Stock markets across the Asia-Pacific region fell in early trading, reflecting growing investor concern over the widening conflict and its potential economic consequences.
At the same time, oil prices moved lower despite the escalation, while gold prices also declined, reversing much of their gains from earlier in the year.
Explosions were reported in the Iranian capital after Israel’s military said it had launched “a wave of extensive strikes targeting infrastructure” in Tehran.
The strikes mark a continuation of military activity in the region as the conflict expands beyond initial targets.
Meanwhile, tensions increased further after US President Donald Trump issued a new warning to Iran.
He said the United States would target Iran’s power plants if the country failed to reopen the Strait of Hormuz by a specified deadline.
The strait is one of the world’s most important shipping routes for oil and gas, making it central to global energy supply.
Iran responded by linking the reopening of the waterway to the lifting of sanctions, stating that “freedom of trade” is essential for freedom of navigation.
Tehran also warned that any further attacks could trigger retaliation against US-linked financial institutions and critical infrastructure.
The situation has created uncertainty across financial markets.
Oil prices, which had surged earlier in the conflict, have started to fall back, even as military activity continues.
Gold, often considered a safe-haven asset during times of crisis, also declined.
Prices dropped by more than three percent in early trading in Asia, bringing total losses since the conflict began to over 12 percent.
Analysts suggested that the fall in gold prices may be linked to a stronger US dollar and expectations that inflation could keep interest rates elevated.
The uncertainty has also affected corporate activity.

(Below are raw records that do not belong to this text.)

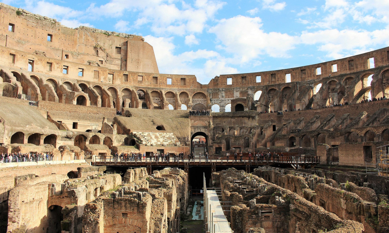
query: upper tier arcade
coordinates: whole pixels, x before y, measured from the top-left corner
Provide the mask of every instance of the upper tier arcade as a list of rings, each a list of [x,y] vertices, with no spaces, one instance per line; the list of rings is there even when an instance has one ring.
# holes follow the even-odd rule
[[[318,64],[223,75],[160,74],[141,37],[81,26],[0,3],[4,96],[115,108],[268,112],[389,97],[389,47]],[[371,80],[371,82],[370,82]]]

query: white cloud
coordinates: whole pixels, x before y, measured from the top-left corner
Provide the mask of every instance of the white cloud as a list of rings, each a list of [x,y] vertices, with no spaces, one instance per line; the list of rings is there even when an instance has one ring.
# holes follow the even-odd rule
[[[134,27],[140,28],[150,23],[151,30],[158,35],[183,36],[202,32],[207,21],[226,4],[218,0],[197,0],[193,5],[179,2],[182,3],[180,9],[175,1],[170,0],[111,0],[99,7],[91,4],[87,11],[95,17],[120,17],[126,11],[132,11],[139,16]]]
[[[69,19],[79,17],[82,15],[82,12],[73,10],[70,7],[55,5],[44,0],[36,3],[33,1],[26,1],[26,9],[28,10],[42,16],[60,19]]]
[[[192,34],[185,37],[185,44],[190,46],[193,45],[198,45],[198,40],[196,38],[194,35]]]
[[[372,50],[371,46],[382,43],[389,45],[389,30],[372,32],[364,30],[337,29],[303,32],[302,43],[318,45],[318,49],[326,53],[326,56],[338,59]]]
[[[173,37],[145,37],[145,41],[154,48],[160,73],[196,75],[197,81],[203,84],[221,73],[238,73],[228,65],[227,59],[214,51],[199,49],[175,55],[173,40]]]
[[[121,19],[115,24],[115,29],[120,32],[126,32],[130,30],[130,22]]]
[[[271,11],[279,11],[284,10],[286,6],[285,2],[275,2],[275,0],[262,0],[262,7],[264,9],[268,9]]]
[[[90,28],[95,27],[93,25],[89,23],[80,23],[77,19],[62,19],[60,22],[61,22],[61,24],[63,25],[72,28],[78,28],[81,26],[86,26]]]
[[[257,14],[257,13],[258,13],[258,8],[256,7],[254,9],[249,10],[246,11],[246,12],[247,12],[250,14],[252,16],[253,16],[255,14]]]
[[[288,57],[287,52],[294,48],[297,38],[278,32],[266,33],[262,26],[258,17],[238,16],[221,20],[209,31],[216,35],[221,47],[234,54],[240,63],[249,62],[261,54]]]
[[[301,11],[297,13],[297,16],[301,16],[310,14],[312,12],[315,11],[316,9],[316,7],[307,7],[305,10],[301,10]]]

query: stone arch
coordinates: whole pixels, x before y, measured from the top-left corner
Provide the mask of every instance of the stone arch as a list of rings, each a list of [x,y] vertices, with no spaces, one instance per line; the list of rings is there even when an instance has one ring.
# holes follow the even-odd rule
[[[53,145],[54,147],[56,147],[57,136],[55,134],[50,134],[45,137],[43,139],[44,144],[50,144]]]
[[[175,94],[171,91],[168,91],[165,93],[165,99],[168,103],[173,106],[173,109],[177,109],[175,104]]]
[[[318,134],[316,137],[316,146],[317,144],[325,144],[326,137],[326,135],[324,134]]]
[[[132,99],[132,92],[128,88],[123,88],[121,91],[122,96],[122,107],[123,108],[131,108],[131,102]],[[132,106],[135,108],[135,106]]]
[[[193,111],[196,111],[198,110],[199,111],[202,111],[202,110],[205,110],[207,109],[207,108],[203,104],[196,104],[193,105],[193,107],[192,107],[192,110]]]
[[[381,73],[380,77],[382,80],[382,90],[385,96],[389,97],[389,70],[385,70]]]
[[[75,171],[69,172],[67,175],[69,179],[75,179],[78,177],[78,174],[77,174],[77,172]]]
[[[220,112],[220,106],[217,104],[215,104],[211,107],[211,112],[212,113]]]
[[[3,83],[3,96],[6,97],[14,97],[14,87],[8,83]]]
[[[178,96],[181,104],[185,104],[186,106],[189,105],[189,95],[187,92],[184,91],[181,92]]]
[[[311,138],[309,135],[305,134],[301,137],[301,143],[300,145],[303,147],[311,147]]]
[[[231,150],[231,144],[232,139],[231,137],[227,137],[226,139],[226,150]]]
[[[97,136],[97,135],[96,135]],[[89,140],[89,141],[90,140]],[[89,144],[90,144],[89,143]],[[113,144],[112,139],[111,139],[109,137],[106,137],[104,138],[104,139],[103,140],[103,144],[105,145],[108,147],[110,149],[112,147],[112,146]]]
[[[288,139],[288,147],[295,147],[296,144],[296,137],[292,136]]]
[[[152,99],[153,108],[154,109],[161,109],[162,98],[161,97],[161,93],[159,91],[153,90],[150,93],[151,98]]]
[[[86,144],[86,137],[82,134],[77,135],[74,138],[74,146],[78,146],[80,149],[84,150]]]
[[[235,135],[235,133],[234,131],[235,131],[235,128],[230,128],[230,130],[228,131],[228,134],[230,135]]]
[[[250,138],[248,137],[245,137],[243,139],[243,148],[249,147],[250,147]]]
[[[355,143],[358,142],[359,136],[356,132],[353,131],[346,135],[345,141],[347,143]]]
[[[91,137],[89,139],[89,144],[100,144],[100,137],[97,135],[95,135]]]
[[[16,132],[11,136],[11,144],[24,144],[24,134],[23,132]]]
[[[244,111],[244,106],[242,104],[237,104],[235,105],[235,111]]]
[[[34,82],[35,82],[35,84],[37,85],[37,86],[39,87],[40,80],[39,78],[35,75],[31,75],[30,77],[30,78],[31,79],[31,80],[34,81]]]
[[[139,89],[137,91],[137,95],[138,96],[138,98],[139,99],[146,99],[146,92],[144,90]]]
[[[204,106],[207,106],[207,95],[202,92],[198,92],[194,93],[192,96],[192,105],[194,107],[196,104],[201,104]],[[205,109],[206,109],[206,107]],[[194,109],[193,108],[192,110],[196,110]]]
[[[78,95],[76,98],[76,104],[77,105],[82,105],[86,106],[88,101],[86,98],[83,95],[80,94]]]
[[[384,130],[381,133],[381,141],[389,141],[389,129]]]
[[[63,220],[62,213],[62,207],[53,205],[47,209],[47,220],[49,224],[46,229],[46,233],[61,232],[61,222]]]
[[[262,91],[258,90],[255,92],[254,94],[254,101],[256,101],[257,100],[259,100],[259,99],[261,98],[261,96],[262,94]]]
[[[363,141],[371,142],[374,141],[374,137],[375,137],[375,133],[371,130],[369,130],[366,131],[363,135]]]
[[[40,134],[35,133],[31,134],[28,136],[27,143],[39,146],[40,144]]]
[[[80,83],[78,84],[78,86],[81,89],[81,91],[84,93],[88,93],[88,85],[86,83]]]
[[[69,91],[72,91],[73,90],[73,84],[72,84],[70,82],[65,82],[62,83],[63,85],[66,87],[66,88]]]

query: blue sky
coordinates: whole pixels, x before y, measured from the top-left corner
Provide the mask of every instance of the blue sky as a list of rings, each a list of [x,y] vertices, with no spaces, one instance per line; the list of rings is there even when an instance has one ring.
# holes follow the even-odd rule
[[[389,0],[6,0],[56,19],[135,34],[159,72],[221,74],[291,68],[389,46]]]

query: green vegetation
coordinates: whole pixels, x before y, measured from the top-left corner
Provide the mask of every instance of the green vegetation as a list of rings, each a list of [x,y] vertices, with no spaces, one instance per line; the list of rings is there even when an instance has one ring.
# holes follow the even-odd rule
[[[381,201],[380,202],[380,203],[379,204],[379,205],[388,205],[388,203],[385,200],[382,200],[382,201]]]

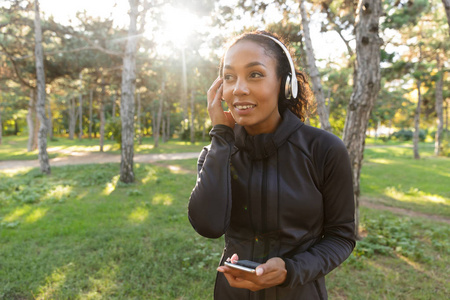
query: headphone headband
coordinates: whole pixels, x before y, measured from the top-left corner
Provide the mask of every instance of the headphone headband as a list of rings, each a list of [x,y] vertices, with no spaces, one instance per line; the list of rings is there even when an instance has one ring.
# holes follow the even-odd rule
[[[268,37],[269,39],[271,39],[272,41],[274,41],[275,43],[277,43],[281,49],[283,50],[284,54],[286,55],[288,61],[289,61],[289,66],[291,67],[291,94],[292,97],[297,98],[297,94],[298,94],[298,87],[297,87],[297,75],[295,74],[295,66],[294,66],[294,61],[292,60],[291,55],[289,54],[289,50],[286,48],[286,46],[280,42],[279,40],[277,40],[274,37],[271,37],[270,35],[266,35],[266,34],[259,34],[261,36],[265,36]]]

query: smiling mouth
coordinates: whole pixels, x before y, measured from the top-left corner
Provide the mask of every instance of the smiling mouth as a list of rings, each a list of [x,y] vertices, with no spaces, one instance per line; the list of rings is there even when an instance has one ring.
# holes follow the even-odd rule
[[[239,110],[246,110],[249,108],[254,108],[256,105],[235,105],[234,107]]]

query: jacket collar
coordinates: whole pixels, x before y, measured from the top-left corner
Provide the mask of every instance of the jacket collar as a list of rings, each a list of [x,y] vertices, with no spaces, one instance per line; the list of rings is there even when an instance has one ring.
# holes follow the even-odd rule
[[[244,127],[236,124],[234,127],[235,146],[248,152],[254,160],[264,159],[273,155],[289,136],[302,125],[303,122],[289,109],[283,112],[281,123],[273,133],[250,136]]]

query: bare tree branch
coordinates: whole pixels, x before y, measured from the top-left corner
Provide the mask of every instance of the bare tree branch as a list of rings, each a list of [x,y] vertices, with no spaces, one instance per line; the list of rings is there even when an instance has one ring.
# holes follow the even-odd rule
[[[19,69],[17,68],[16,62],[14,61],[14,58],[13,58],[12,55],[6,50],[5,46],[4,46],[2,43],[0,43],[0,47],[2,47],[3,52],[6,54],[6,56],[7,56],[7,57],[9,58],[9,60],[11,61],[12,65],[13,65],[13,67],[14,67],[14,72],[16,73],[16,76],[17,76],[17,78],[19,79],[19,81],[20,81],[23,85],[29,87],[30,89],[35,89],[36,87],[30,85],[29,83],[27,83],[27,82],[22,78],[22,76],[20,75]]]

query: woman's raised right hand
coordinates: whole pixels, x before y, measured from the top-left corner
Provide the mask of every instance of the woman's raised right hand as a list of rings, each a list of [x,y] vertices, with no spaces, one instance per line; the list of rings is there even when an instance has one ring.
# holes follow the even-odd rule
[[[208,90],[208,114],[212,125],[223,124],[234,128],[236,123],[229,111],[222,109],[223,79],[218,77]]]

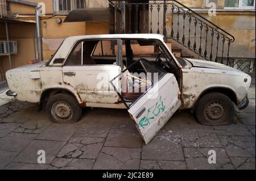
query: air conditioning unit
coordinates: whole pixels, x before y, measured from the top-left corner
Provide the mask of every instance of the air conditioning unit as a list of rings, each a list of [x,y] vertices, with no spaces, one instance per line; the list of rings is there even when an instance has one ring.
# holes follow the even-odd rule
[[[17,54],[17,41],[9,41],[10,53]],[[0,54],[8,54],[7,41],[0,41]]]

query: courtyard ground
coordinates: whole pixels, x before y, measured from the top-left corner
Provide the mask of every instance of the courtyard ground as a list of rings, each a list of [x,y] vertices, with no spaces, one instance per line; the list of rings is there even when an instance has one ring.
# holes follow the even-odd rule
[[[126,110],[85,109],[75,124],[0,91],[0,169],[255,169],[255,79],[250,104],[228,126],[200,124],[179,111],[147,145]],[[46,151],[38,164],[38,151]],[[208,162],[216,152],[216,163]]]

Saudi Aramco’s chief executive, Amin Nasser, cancelled a planned appearance at a major energy conference in Houston due to the escalating situation.
Other industry figures, including Vitol chief executive Russell Hardy, also withdrew from the event.

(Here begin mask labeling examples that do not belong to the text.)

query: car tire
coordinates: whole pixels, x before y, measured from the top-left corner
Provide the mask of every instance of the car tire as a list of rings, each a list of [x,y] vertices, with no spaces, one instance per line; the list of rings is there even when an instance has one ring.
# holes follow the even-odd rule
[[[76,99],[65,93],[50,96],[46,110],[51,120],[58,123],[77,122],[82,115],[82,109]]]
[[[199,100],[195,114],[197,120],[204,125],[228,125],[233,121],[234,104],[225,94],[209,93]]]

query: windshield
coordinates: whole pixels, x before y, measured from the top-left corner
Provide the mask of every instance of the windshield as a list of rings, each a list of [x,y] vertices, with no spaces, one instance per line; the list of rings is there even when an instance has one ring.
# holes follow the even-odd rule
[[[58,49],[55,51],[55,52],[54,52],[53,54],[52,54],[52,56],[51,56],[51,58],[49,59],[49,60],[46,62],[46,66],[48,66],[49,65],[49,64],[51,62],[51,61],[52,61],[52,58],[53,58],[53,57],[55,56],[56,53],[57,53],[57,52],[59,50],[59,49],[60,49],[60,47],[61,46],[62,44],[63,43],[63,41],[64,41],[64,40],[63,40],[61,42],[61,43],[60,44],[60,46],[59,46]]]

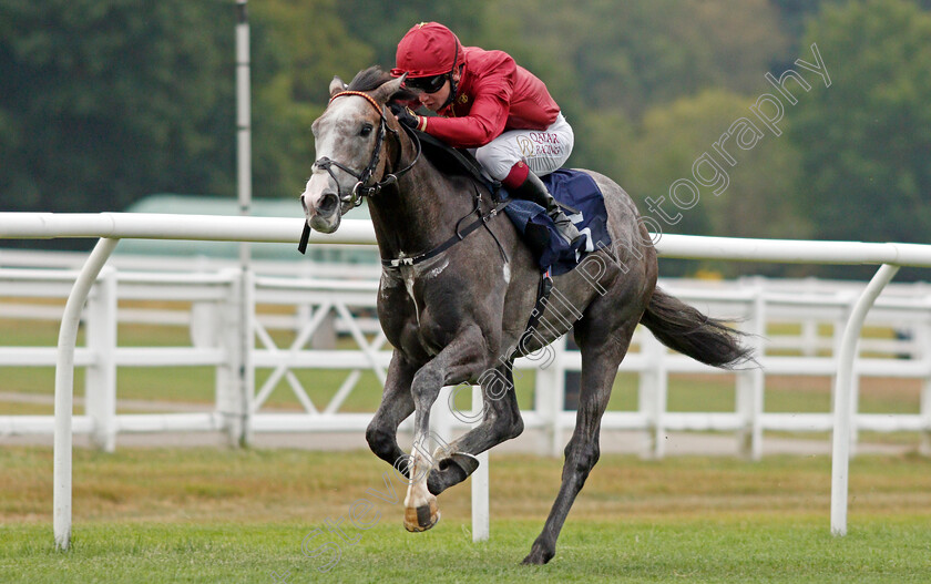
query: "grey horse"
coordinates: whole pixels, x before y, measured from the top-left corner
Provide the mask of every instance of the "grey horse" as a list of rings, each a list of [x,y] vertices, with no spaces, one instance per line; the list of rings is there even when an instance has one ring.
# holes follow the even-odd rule
[[[436,524],[437,495],[475,470],[474,454],[523,430],[513,360],[570,329],[575,335],[582,355],[575,430],[565,448],[559,495],[524,559],[544,564],[598,460],[602,414],[637,324],[666,346],[715,367],[746,361],[749,351],[739,332],[656,288],[656,253],[634,203],[594,172],[589,174],[604,194],[613,245],[553,278],[550,303],[525,332],[541,277],[534,258],[487,188],[468,174],[441,172],[420,155],[415,136],[386,106],[412,98],[402,78],[370,68],[348,86],[334,79],[330,96],[313,124],[318,158],[300,203],[308,228],[332,233],[344,213],[368,199],[383,265],[378,318],[393,355],[366,439],[408,477],[408,531]],[[467,230],[462,224],[470,216],[475,218]],[[430,455],[424,450],[430,407],[443,386],[459,383],[482,386],[482,421]],[[408,455],[397,430],[411,413],[415,448]]]

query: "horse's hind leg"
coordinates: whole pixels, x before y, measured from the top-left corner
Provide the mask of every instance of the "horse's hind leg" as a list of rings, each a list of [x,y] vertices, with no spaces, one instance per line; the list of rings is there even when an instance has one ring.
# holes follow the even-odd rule
[[[595,304],[604,304],[604,299]],[[640,314],[628,316],[616,329],[605,324],[602,311],[617,310],[616,307],[601,306],[602,310],[586,311],[587,316],[575,325],[575,339],[582,351],[582,389],[579,399],[579,412],[575,418],[575,431],[565,447],[562,485],[556,501],[546,518],[543,532],[533,542],[524,564],[545,564],[556,553],[556,537],[560,535],[565,518],[585,479],[598,460],[598,432],[601,419],[611,398],[611,388],[617,375],[617,366],[627,352],[631,337],[636,328]],[[597,317],[593,317],[597,314]]]
[[[482,373],[484,407],[482,423],[443,449],[437,467],[427,478],[427,489],[440,494],[459,484],[478,469],[473,454],[516,438],[523,432],[523,420],[514,395],[513,361]],[[463,455],[466,454],[466,455]]]
[[[398,459],[407,457],[398,445],[398,426],[413,412],[410,385],[415,372],[417,368],[395,351],[388,367],[381,403],[366,429],[366,440],[371,451],[388,464],[396,467]],[[399,470],[405,471],[402,468]]]

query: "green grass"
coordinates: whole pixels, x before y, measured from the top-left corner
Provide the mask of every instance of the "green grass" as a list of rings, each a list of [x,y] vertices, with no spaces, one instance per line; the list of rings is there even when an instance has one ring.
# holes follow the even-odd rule
[[[829,534],[826,457],[605,455],[563,530],[556,557],[520,566],[559,486],[561,461],[492,455],[491,541],[473,544],[468,483],[443,519],[408,534],[401,504],[374,501],[387,465],[367,452],[120,449],[74,453],[74,532],[53,550],[51,450],[0,451],[0,582],[927,582],[931,461],[851,465],[849,534]],[[392,480],[403,496],[400,481]],[[372,499],[368,495],[368,499]],[[377,515],[376,515],[377,513]],[[301,542],[345,519],[348,545],[308,557]],[[376,521],[377,518],[377,521]],[[330,550],[336,547],[330,546]]]
[[[100,524],[66,554],[48,529],[0,530],[0,578],[29,583],[258,582],[927,582],[929,530],[870,520],[842,539],[811,520],[626,521],[570,524],[546,566],[521,566],[539,524],[493,521],[474,544],[464,523],[408,534],[379,523],[358,543],[307,557],[299,524]],[[323,545],[320,537],[315,540]],[[338,556],[336,554],[339,554]]]

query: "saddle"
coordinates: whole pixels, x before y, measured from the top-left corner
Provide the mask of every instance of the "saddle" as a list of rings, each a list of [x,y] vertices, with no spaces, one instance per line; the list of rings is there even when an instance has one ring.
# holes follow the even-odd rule
[[[541,178],[553,197],[571,209],[570,218],[585,236],[570,246],[556,235],[553,219],[543,207],[531,201],[510,197],[500,182],[482,174],[481,164],[471,153],[454,148],[424,132],[412,132],[420,139],[423,155],[442,173],[470,176],[484,185],[495,202],[507,204],[504,213],[521,233],[542,273],[550,271],[553,276],[565,274],[575,268],[587,253],[611,246],[604,196],[589,174],[561,168]]]

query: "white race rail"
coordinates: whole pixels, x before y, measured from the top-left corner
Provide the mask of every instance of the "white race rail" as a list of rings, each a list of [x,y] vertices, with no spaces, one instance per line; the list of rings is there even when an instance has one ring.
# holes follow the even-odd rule
[[[65,305],[55,372],[54,536],[59,549],[71,541],[71,416],[73,359],[81,307],[120,239],[232,240],[296,244],[303,221],[296,218],[161,215],[0,213],[0,238],[100,238]],[[313,234],[311,243],[374,244],[369,222],[346,219],[331,235]],[[847,491],[852,416],[852,365],[867,313],[901,266],[931,267],[931,246],[858,242],[735,239],[665,235],[656,237],[664,257],[797,264],[879,264],[847,322],[838,358],[832,442],[831,532],[847,533]],[[485,467],[487,468],[487,467]]]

The conference, typically one of the most significant gatherings in the energy sector, has been overshadowed by developments in the Middle East.
Saudi Aramco has already seen some of its facilities targeted during the conflict, raising concerns about the potential impact on global energy supply.
In a separate development, analysts highlighted the growing cost of defensive operations in the region.
Advanced fighter jets have been deployed to intercept waves of Iranian drones, which are typically slow-moving and low-flying.
While the aircraft have proven effective, the operations have placed significant strain on resources, including financial costs and the workload on pilots and equipment.
As military activity continues and both sides issue further warnings, markets remain sensitive to any new developments.
The combination of geopolitical risk, energy supply concerns and financial uncertainty continues to shape global economic conditions.